Fueron muchas las jornadas de protestas ciudadanas en la región, el movimiento en redes sociales y el papel fundamental de unas 300 organizaciones ambientalistas, para conseguir que ni las amenazas de Yáñez con expropiar las tierras, les hicieran desistir de proteger este ecosistema.  

La CAR declaró a principios de mes la pérdida de vigencia de la licencia ambiental para el proyecto de explotación de materiales de construcción, localizado en las veredas La Laja y El Peñón, en el municipio de San Francisco de Sales en Cundinamarca, perteneciente a la cuenca del río Negro y subcuenca del río Tobia. 

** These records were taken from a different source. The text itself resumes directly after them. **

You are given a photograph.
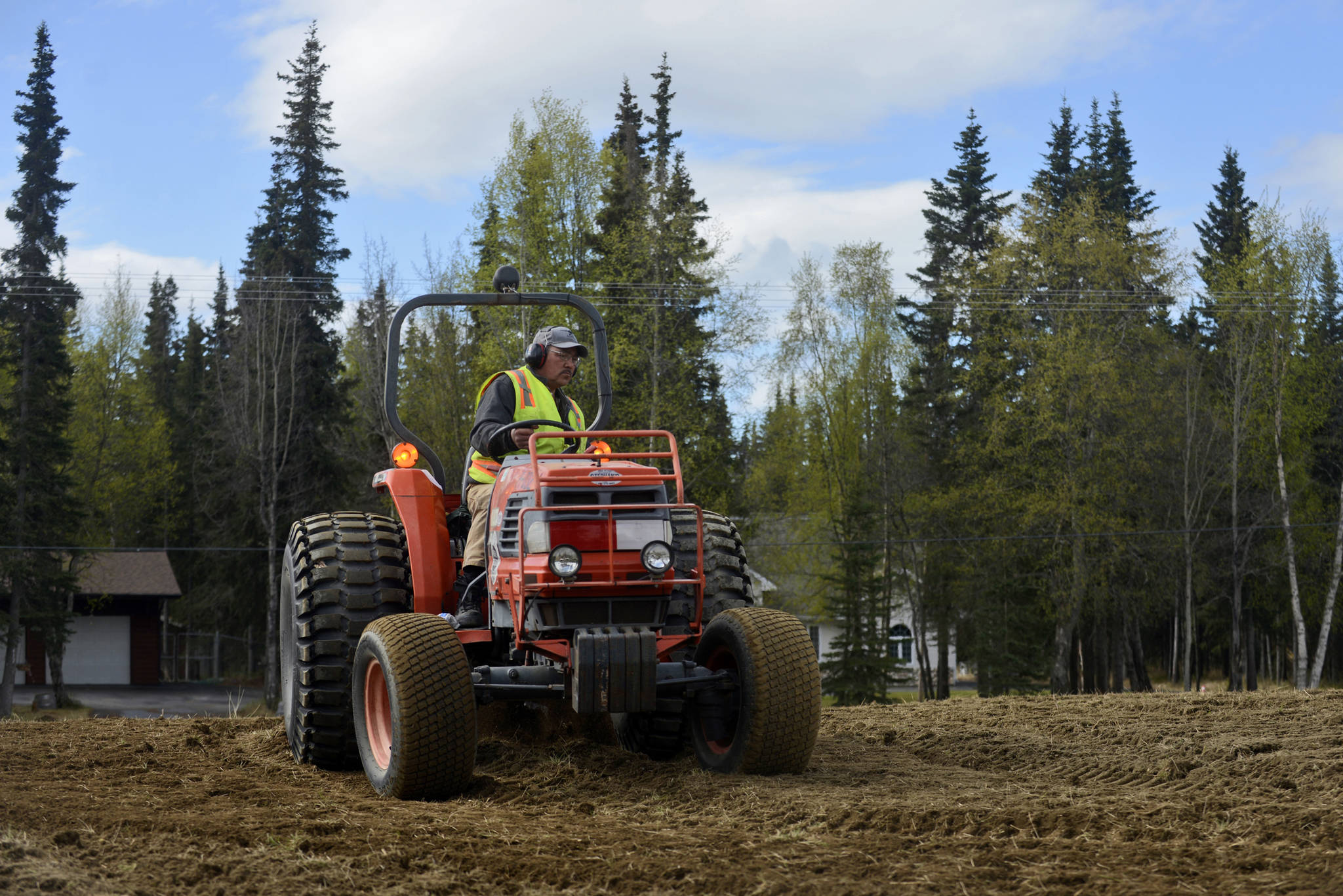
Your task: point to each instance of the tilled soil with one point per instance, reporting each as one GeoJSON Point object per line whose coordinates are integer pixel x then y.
{"type": "Point", "coordinates": [1108, 794]}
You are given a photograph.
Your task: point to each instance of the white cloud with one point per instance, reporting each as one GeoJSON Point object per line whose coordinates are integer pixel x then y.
{"type": "Point", "coordinates": [1315, 170]}
{"type": "Point", "coordinates": [776, 216]}
{"type": "Point", "coordinates": [424, 90]}
{"type": "Point", "coordinates": [93, 269]}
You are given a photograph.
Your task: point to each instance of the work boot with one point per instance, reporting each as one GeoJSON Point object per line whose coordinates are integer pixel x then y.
{"type": "Point", "coordinates": [469, 600]}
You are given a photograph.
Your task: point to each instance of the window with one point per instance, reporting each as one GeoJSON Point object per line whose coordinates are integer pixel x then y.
{"type": "Point", "coordinates": [902, 645]}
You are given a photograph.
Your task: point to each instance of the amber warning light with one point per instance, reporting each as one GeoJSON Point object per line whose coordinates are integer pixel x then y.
{"type": "Point", "coordinates": [405, 454]}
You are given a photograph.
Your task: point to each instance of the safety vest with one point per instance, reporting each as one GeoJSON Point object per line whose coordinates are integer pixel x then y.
{"type": "Point", "coordinates": [532, 402]}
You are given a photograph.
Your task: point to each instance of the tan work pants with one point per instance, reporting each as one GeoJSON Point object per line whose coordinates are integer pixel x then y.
{"type": "Point", "coordinates": [479, 503]}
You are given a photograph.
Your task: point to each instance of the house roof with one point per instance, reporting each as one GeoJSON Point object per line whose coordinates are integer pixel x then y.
{"type": "Point", "coordinates": [125, 574]}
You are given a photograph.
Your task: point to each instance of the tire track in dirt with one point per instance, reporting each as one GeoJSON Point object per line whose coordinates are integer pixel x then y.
{"type": "Point", "coordinates": [1009, 796]}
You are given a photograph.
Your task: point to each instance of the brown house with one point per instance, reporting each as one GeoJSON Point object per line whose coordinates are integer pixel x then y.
{"type": "Point", "coordinates": [115, 631]}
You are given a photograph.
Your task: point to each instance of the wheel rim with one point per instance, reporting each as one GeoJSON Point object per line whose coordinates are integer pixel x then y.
{"type": "Point", "coordinates": [721, 660]}
{"type": "Point", "coordinates": [378, 714]}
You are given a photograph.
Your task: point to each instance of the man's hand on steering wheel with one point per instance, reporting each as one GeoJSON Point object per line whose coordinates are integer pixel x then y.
{"type": "Point", "coordinates": [521, 430]}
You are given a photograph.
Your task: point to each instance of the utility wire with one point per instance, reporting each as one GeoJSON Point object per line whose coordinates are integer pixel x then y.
{"type": "Point", "coordinates": [779, 545]}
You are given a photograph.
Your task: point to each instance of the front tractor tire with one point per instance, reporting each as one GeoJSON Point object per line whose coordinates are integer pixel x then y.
{"type": "Point", "coordinates": [766, 723]}
{"type": "Point", "coordinates": [660, 735]}
{"type": "Point", "coordinates": [414, 709]}
{"type": "Point", "coordinates": [342, 573]}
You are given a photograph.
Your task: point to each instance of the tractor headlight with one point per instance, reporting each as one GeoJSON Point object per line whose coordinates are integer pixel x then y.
{"type": "Point", "coordinates": [656, 556]}
{"type": "Point", "coordinates": [566, 560]}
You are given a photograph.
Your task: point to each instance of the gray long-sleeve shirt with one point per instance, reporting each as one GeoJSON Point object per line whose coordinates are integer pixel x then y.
{"type": "Point", "coordinates": [497, 408]}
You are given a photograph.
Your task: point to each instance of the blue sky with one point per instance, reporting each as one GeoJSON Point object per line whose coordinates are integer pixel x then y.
{"type": "Point", "coordinates": [805, 124]}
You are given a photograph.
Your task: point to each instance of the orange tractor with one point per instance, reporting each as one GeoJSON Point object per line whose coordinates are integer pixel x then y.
{"type": "Point", "coordinates": [603, 589]}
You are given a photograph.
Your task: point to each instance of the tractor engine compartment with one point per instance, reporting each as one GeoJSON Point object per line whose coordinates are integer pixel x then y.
{"type": "Point", "coordinates": [601, 527]}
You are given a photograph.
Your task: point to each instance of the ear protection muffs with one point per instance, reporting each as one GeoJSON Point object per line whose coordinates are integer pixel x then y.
{"type": "Point", "coordinates": [535, 355]}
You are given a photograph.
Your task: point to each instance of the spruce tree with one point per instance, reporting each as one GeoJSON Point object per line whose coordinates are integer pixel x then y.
{"type": "Point", "coordinates": [159, 360]}
{"type": "Point", "coordinates": [38, 503]}
{"type": "Point", "coordinates": [1225, 231]}
{"type": "Point", "coordinates": [283, 344]}
{"type": "Point", "coordinates": [624, 239]}
{"type": "Point", "coordinates": [216, 338]}
{"type": "Point", "coordinates": [1092, 171]}
{"type": "Point", "coordinates": [1058, 179]}
{"type": "Point", "coordinates": [962, 218]}
{"type": "Point", "coordinates": [1119, 193]}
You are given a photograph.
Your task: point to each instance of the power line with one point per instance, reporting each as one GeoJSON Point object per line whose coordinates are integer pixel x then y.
{"type": "Point", "coordinates": [772, 545]}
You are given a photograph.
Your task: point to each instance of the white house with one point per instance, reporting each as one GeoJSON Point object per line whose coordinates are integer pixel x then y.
{"type": "Point", "coordinates": [900, 627]}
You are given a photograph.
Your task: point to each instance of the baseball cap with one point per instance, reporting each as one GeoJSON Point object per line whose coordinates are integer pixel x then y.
{"type": "Point", "coordinates": [559, 338]}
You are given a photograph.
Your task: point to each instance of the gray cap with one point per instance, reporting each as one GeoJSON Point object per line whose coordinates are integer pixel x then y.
{"type": "Point", "coordinates": [559, 338]}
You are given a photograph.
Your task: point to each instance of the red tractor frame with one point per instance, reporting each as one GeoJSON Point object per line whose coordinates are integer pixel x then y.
{"type": "Point", "coordinates": [603, 587]}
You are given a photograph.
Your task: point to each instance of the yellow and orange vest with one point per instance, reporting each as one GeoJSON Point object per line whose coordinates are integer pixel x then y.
{"type": "Point", "coordinates": [534, 402]}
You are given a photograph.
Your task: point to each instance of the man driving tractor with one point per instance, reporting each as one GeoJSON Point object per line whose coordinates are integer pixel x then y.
{"type": "Point", "coordinates": [529, 393]}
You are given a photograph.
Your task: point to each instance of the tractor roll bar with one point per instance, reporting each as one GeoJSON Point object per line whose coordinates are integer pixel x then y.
{"type": "Point", "coordinates": [394, 357]}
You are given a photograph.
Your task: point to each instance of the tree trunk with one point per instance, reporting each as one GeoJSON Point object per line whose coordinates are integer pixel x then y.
{"type": "Point", "coordinates": [943, 656]}
{"type": "Point", "coordinates": [1300, 671]}
{"type": "Point", "coordinates": [1066, 619]}
{"type": "Point", "coordinates": [1327, 621]}
{"type": "Point", "coordinates": [1138, 677]}
{"type": "Point", "coordinates": [1119, 652]}
{"type": "Point", "coordinates": [1251, 665]}
{"type": "Point", "coordinates": [11, 650]}
{"type": "Point", "coordinates": [57, 663]}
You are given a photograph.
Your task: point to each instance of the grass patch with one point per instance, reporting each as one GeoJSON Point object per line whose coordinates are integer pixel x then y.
{"type": "Point", "coordinates": [29, 714]}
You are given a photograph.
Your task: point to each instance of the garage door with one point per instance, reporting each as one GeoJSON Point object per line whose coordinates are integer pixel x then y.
{"type": "Point", "coordinates": [98, 652]}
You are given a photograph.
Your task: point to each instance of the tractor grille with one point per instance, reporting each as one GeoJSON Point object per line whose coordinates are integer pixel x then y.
{"type": "Point", "coordinates": [575, 497]}
{"type": "Point", "coordinates": [508, 528]}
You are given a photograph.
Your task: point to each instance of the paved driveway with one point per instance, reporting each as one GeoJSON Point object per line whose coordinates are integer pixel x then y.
{"type": "Point", "coordinates": [151, 701]}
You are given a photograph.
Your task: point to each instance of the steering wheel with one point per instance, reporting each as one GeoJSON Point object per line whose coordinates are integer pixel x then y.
{"type": "Point", "coordinates": [571, 445]}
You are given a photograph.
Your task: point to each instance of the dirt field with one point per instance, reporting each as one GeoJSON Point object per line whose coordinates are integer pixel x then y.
{"type": "Point", "coordinates": [1116, 794]}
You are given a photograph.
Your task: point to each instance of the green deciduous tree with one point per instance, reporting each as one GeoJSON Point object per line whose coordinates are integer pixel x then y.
{"type": "Point", "coordinates": [1057, 430]}
{"type": "Point", "coordinates": [843, 343]}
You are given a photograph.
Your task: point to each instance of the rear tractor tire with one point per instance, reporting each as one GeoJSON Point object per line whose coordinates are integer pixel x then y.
{"type": "Point", "coordinates": [767, 723]}
{"type": "Point", "coordinates": [725, 581]}
{"type": "Point", "coordinates": [414, 709]}
{"type": "Point", "coordinates": [342, 573]}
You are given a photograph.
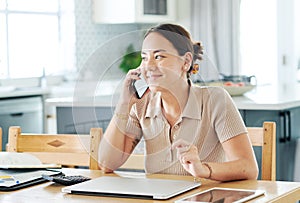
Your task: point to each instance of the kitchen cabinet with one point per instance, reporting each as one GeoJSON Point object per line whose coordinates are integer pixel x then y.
{"type": "Point", "coordinates": [81, 119]}
{"type": "Point", "coordinates": [26, 111]}
{"type": "Point", "coordinates": [134, 11]}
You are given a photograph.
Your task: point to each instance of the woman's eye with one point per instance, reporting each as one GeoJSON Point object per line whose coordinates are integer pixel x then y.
{"type": "Point", "coordinates": [159, 57]}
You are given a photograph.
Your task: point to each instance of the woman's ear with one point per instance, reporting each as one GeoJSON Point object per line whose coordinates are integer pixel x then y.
{"type": "Point", "coordinates": [188, 59]}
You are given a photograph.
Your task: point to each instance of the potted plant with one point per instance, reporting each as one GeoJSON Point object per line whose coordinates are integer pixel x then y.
{"type": "Point", "coordinates": [131, 59]}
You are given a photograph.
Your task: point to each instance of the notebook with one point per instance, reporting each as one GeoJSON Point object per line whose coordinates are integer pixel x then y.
{"type": "Point", "coordinates": [146, 188]}
{"type": "Point", "coordinates": [19, 178]}
{"type": "Point", "coordinates": [19, 160]}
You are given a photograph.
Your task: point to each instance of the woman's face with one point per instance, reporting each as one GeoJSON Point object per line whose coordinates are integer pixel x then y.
{"type": "Point", "coordinates": [161, 65]}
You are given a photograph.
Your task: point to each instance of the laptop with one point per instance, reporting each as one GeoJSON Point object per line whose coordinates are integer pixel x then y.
{"type": "Point", "coordinates": [145, 188]}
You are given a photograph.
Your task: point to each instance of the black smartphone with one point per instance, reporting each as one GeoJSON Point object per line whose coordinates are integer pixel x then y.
{"type": "Point", "coordinates": [140, 87]}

De acuerdo con la entidad, durante este año realizó visitas al área y evidenció que no se desarrolla actividad alguna relacionada con la licencia que fue otorgada en abril de 2009, por lo que se procede al archivo de la misma.  

Según explica la resolución, el titular contaba con cinco años de plazo para realizar la fase exploratoria, cumpliéndose así el requisito para archivarla.  

Y aunque suena más a excusa, la CAR señaló que esta licencia se había otorgado en su momento, tras la evaluación de un Plan de Manejo Ambiental que cumplió los requisitos técnicos ambientales, posterior a lo cual la Corporación realizó visitas de seguimiento y control permanente en la zona para garantizar la conservación y cuidado del ecosistema.  

Y reiteró que «no hay ni habrá ningún proyecto de explotación en la zona que pueda afectar la biodiversidad y los recursos naturales».  No obstante, es de amplio conocimiento que las corporaciones autónomas regionales son nidos de corrupción y enclaves politiqueros.